学生時代に西行の歌集『山家集』を読んで以来、西行には多少の縁を感じているのだが、スケジュールがタイトなので西行庵には寄らず。
左に折れる。

左への道には、「弘法大師の道」という道標もある。
トレランの大会だっけ?
名前だけは聞いたことがあるのだが、実際どういうものなのかはよく知らない。(詳細はこちら

ここからは石畳をはずれて、トレイルになる。
両サイドを土手のように覆われた道は、風が全く通らず蒸し暑い。まだ4月だというのに、すぐに汗が噴出す。

が、そんな状況も長くは続かず、すぐに開けた場所に出た。
宝塔院跡だそうな。
奥には、この宝塔院を建立した報恩大師に関する説明書きもある。

その先も、特に何の変哲も無いトレイルが続く。

12:58、分岐が現れる。
2万5000分の1の地形図には直進ルートしか載っていないが、青根ヶ峰のピークを経由するにはこの分岐を折れるようだ。

なお、この分岐には、旧女人結界がある。
今の女人結界は山上ヶ岳の手前まで後退しているのだが、昭和45年まではここが女人結界だったそうな。(『大峯奥駈道七十五靡』)

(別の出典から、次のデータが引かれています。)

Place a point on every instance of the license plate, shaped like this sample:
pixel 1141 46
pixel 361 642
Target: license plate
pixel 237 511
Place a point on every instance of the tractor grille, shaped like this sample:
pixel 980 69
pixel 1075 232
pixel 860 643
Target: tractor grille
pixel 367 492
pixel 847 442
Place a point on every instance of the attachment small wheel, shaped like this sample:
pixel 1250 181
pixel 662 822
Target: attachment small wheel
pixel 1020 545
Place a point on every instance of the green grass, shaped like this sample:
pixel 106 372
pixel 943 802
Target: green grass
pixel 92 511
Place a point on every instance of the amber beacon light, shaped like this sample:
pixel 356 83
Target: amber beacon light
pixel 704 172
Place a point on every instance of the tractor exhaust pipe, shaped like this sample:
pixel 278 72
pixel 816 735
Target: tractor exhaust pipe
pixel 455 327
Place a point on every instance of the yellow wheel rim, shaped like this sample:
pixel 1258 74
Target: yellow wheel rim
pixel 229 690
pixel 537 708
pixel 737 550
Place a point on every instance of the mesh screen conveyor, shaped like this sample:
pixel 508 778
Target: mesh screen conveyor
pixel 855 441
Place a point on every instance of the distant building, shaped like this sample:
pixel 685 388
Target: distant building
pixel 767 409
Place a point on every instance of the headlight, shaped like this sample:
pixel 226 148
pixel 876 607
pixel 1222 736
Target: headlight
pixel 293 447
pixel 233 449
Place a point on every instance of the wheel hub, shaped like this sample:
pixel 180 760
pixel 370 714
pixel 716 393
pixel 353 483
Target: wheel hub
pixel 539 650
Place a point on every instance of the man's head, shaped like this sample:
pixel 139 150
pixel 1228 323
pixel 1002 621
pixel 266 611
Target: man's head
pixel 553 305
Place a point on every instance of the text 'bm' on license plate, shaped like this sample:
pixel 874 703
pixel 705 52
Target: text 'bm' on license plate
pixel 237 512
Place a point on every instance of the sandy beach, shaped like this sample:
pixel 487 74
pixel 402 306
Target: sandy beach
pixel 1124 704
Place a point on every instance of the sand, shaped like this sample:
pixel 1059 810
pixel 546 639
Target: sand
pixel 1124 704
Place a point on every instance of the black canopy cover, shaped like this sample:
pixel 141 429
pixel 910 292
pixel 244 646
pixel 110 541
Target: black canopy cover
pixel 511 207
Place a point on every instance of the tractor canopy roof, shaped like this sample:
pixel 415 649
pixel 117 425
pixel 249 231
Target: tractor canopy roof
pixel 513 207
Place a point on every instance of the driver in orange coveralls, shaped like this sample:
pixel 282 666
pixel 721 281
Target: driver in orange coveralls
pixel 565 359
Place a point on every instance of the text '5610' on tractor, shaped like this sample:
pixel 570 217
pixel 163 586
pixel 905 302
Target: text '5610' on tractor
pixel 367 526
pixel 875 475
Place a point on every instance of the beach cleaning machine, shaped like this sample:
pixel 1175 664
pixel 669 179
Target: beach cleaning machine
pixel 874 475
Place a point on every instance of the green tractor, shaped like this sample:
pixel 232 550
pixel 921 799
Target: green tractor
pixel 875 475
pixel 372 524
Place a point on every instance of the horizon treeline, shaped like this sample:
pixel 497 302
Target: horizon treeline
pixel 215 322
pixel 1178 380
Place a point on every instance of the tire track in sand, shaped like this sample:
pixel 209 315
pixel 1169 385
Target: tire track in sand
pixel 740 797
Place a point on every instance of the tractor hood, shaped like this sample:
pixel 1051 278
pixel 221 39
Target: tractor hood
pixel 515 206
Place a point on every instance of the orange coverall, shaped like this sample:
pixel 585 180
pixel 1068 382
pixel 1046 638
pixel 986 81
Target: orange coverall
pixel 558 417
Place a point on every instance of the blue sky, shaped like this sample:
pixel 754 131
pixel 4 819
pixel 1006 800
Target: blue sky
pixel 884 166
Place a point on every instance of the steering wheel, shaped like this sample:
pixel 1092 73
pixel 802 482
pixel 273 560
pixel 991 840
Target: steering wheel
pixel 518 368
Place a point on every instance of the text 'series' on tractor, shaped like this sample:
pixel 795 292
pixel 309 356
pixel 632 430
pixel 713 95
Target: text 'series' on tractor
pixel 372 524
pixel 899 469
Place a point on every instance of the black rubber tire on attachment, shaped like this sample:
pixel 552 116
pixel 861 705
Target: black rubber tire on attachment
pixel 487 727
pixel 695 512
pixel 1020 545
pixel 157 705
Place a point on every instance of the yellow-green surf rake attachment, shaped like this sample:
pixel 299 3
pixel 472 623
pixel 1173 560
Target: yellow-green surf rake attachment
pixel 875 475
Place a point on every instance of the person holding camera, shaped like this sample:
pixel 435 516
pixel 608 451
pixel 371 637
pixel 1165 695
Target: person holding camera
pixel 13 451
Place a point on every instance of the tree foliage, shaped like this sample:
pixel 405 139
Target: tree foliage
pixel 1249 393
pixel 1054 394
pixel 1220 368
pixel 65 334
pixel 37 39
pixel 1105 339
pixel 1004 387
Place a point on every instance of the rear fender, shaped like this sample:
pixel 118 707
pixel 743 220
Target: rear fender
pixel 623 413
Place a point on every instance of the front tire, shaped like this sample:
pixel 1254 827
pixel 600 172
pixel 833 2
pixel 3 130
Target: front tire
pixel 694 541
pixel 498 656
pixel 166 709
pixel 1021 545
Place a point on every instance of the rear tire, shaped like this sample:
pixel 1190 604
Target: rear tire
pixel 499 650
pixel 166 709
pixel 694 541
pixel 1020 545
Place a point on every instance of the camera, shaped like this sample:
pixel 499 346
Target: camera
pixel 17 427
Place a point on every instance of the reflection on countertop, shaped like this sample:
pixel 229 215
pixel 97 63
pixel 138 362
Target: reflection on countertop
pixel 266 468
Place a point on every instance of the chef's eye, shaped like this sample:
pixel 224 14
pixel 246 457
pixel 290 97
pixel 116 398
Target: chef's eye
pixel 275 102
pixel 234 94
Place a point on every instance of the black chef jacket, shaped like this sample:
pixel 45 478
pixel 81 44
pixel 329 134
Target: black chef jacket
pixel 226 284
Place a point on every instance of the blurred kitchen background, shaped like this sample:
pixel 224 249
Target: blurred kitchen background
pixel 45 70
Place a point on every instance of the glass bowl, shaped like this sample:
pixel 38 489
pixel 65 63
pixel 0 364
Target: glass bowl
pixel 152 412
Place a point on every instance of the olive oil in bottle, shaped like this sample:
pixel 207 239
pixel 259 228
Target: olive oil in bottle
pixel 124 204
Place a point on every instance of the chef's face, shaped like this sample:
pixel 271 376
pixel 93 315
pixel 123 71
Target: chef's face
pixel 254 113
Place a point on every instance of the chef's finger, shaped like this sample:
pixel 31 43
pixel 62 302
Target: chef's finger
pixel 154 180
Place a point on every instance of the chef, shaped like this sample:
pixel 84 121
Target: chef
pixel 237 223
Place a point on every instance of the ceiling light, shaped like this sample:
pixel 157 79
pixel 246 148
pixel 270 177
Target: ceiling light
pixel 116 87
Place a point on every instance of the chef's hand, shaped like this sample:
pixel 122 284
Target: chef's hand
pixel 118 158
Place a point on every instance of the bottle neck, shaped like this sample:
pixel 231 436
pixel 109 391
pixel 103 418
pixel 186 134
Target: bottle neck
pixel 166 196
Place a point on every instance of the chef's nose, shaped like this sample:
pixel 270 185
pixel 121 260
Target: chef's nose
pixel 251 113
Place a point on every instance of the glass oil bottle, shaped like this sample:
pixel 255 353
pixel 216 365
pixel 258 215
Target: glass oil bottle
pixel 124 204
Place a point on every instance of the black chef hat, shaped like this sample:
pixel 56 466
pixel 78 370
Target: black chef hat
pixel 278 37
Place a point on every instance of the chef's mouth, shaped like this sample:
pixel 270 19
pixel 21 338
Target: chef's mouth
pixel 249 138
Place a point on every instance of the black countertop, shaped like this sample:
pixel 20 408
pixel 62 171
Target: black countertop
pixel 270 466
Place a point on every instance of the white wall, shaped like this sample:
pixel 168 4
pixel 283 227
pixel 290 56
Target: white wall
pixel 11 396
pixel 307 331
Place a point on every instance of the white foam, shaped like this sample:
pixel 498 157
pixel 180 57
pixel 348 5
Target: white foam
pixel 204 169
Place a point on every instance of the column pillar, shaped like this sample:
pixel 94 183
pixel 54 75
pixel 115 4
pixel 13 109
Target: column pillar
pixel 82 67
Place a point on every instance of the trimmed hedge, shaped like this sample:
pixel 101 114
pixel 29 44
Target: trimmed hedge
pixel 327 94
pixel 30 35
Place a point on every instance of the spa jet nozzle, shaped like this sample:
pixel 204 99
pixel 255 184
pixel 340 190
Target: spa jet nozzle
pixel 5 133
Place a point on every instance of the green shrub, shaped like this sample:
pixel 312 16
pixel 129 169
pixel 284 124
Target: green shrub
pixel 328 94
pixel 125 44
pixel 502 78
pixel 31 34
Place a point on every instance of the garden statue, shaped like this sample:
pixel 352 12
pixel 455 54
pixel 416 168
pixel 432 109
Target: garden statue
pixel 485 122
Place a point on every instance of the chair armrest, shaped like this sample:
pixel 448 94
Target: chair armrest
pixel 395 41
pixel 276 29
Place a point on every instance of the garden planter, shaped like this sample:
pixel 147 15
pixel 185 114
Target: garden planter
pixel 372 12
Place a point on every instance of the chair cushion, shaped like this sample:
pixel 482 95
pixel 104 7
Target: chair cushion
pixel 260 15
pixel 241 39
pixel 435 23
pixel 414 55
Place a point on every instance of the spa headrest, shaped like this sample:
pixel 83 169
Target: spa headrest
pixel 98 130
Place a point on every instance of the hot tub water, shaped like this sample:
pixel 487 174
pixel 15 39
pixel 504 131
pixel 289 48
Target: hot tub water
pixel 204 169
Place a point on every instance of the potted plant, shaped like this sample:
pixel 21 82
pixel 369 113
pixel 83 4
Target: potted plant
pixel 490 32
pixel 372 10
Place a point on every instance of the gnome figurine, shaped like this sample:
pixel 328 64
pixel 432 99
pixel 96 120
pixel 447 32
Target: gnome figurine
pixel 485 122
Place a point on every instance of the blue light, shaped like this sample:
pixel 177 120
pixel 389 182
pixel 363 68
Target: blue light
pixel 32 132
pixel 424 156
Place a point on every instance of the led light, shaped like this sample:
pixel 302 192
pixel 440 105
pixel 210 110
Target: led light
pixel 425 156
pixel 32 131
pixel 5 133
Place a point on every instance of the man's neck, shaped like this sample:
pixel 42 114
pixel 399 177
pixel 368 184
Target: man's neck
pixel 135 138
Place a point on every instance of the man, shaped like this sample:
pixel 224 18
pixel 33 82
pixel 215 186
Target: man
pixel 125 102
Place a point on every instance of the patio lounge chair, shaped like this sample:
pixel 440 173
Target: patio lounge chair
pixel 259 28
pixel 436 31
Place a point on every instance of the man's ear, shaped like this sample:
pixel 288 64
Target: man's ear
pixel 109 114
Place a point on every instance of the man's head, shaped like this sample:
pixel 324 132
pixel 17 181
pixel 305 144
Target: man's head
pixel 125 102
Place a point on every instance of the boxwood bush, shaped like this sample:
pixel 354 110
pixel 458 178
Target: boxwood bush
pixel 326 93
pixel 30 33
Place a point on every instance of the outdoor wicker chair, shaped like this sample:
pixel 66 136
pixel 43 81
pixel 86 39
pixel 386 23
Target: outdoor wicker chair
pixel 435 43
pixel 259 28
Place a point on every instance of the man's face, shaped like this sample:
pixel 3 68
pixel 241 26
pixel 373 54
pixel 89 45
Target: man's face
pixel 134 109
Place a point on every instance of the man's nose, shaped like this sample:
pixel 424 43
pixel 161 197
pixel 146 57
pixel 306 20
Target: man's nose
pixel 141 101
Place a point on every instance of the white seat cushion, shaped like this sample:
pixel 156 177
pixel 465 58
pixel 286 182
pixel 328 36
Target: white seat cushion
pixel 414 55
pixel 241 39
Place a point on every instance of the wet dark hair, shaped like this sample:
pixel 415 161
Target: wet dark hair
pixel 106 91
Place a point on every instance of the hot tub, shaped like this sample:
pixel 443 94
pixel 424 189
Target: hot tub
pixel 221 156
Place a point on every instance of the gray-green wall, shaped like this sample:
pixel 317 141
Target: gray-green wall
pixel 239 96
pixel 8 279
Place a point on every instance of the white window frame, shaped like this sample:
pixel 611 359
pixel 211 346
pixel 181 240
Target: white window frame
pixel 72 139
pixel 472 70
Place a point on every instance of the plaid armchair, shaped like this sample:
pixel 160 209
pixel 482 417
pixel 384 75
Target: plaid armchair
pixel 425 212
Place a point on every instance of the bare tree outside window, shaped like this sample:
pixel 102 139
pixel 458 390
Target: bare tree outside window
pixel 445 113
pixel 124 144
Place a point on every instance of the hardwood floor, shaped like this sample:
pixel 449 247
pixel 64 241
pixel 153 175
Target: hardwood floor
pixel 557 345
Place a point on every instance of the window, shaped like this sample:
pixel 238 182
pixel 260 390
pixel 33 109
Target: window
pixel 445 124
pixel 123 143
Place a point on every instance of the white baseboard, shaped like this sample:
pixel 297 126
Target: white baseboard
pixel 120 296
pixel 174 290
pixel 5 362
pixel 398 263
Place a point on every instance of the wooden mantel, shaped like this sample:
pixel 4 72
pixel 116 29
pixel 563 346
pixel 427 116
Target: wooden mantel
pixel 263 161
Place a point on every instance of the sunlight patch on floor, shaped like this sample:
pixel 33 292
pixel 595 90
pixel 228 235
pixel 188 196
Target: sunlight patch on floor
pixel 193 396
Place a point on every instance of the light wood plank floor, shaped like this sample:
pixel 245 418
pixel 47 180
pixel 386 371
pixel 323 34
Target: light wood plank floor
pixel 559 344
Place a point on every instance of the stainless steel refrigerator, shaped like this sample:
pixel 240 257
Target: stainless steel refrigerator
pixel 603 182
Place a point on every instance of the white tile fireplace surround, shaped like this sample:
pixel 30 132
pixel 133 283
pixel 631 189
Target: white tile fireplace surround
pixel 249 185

青根ヶ峰に向かう上りは、緩くて長い階段状のトレイルだ。

道端で見つけたギンリョウソウ。
実物を見るのは初めてだったので大興奮である。
あんなに高尾山に通っても見たことがなかったのに、まさか奈良県で見るとは。

13:04、あっけなく青根ヶ峰の山頂に到着。

さあ、さっさと先に進もう。

で、後で気付いたのだが、降り口を間違えた。
南南東に下りなければならないのに、なぜか北東に伸びる顕著な尾根を降りてしまったのだ。

実は、タチの悪そうなオッサン2人が本来の降り口の前に座り込んで談笑していたので、なんかちょっとイヤだなと思って、ロクに確認せずに道を選んでしまったのだ。
下りながら、踏み跡の薄さが気になって、本当にこっちでいいのかやや不安になるも、ほかに降りられそうな尾根も無さそうだったので、そのままさらに降りてしまった。

その誤ったルートを降りると、途中に雑な道標があった。
全く意味を読み取れない道標で戸惑うが、道標があるということは少なくとも全く見当はずれなところに迷い込んだわけでもあるまいと、少し安心する(してしまう)。

13:08、眼下にアスファルトの道が見えてきた。
なんだ、やっぱりこっちで合ってるんじゃん!と安堵するが、そもそもその安堵が間違いであることに後で気付くことになる。
よくよく考えてみれば、こんなところにこんな風に舗装道路が見えていること自体がおかしいのだが、認知バイアスとは恐ろしいものである。

ここまで来てなお、行く手を阻む巨大な倒木。
このルートはあまり多くの人があるくところではないのだが、大峰奥駈道は本道だろうと何だろうといくらでも倒木が道を塞いでいるということを、このあと数日に渡って思い知らされることになる。

13:09、舗装道路に出た。
そこにあった道標。
この道標の意味が分からず、途方に暮れる。
いったい自分はどこにいるんだ??
ここで初めて、どうやら道を間違えたことに気付く。

状況を整理すると、
858.1ピークが青根ヶ峰の山頂である。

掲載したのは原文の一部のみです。